- Location: New South Wales
- Nearest city: Berry, New South Wales
- Coordinates: 34°43′48″S 150°44′28″E﻿ / ﻿34.7300°S 150.7412°E
- Area: 54 ha (130 acres)
- Established: 2007
- Governing body: Bush Heritage Australia
- Website: Official website

= Nameless Sylvan Reserve =

Protected area in New South Wales, Australia

Nameless Sylvan Reserve is a 54 ha nature reserve on the Illawarra Escapment of south-eastern New South Wales, Australia. It is 10 km north of Berry, and close to the Barren Grounds Nature Reserve.

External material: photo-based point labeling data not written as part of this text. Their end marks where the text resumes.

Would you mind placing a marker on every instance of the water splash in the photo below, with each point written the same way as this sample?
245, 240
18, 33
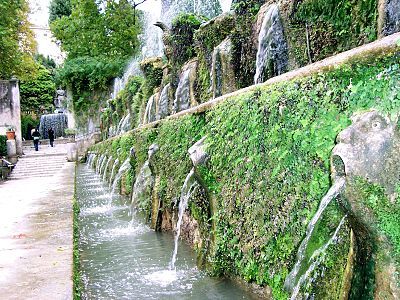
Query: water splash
92, 161
114, 168
316, 259
142, 188
106, 168
151, 41
163, 103
103, 165
182, 95
189, 186
272, 53
124, 167
89, 160
99, 162
337, 187
207, 8
150, 112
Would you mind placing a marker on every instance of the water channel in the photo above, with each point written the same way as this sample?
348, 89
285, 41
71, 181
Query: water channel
124, 259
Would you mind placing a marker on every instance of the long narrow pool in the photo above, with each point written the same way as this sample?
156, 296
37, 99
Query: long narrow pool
121, 259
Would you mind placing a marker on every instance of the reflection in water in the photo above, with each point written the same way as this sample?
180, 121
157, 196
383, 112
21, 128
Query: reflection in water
121, 259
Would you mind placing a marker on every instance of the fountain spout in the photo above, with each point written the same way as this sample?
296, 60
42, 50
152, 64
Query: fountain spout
368, 153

It is owned and managed by Bush Heritage Australia (BHA), to which it was donated in 2007 by Louise Sylvan.

==Landscape and biota==
The property is steeply sloped, with Irwin's Creek flowing through the reserve; the lower part protects a scarce remnant of Illawarra subtropical rainforest, while the higher part holds temperate rainforest. Plant species include the giant stinging tree, red cedar and brush bloodwood, as well as various kinds of figs. The principal management needs are the control of weeds and feral animals.

From the animal world, freshwater crayfish, platypus and swamp wallabies can be found here.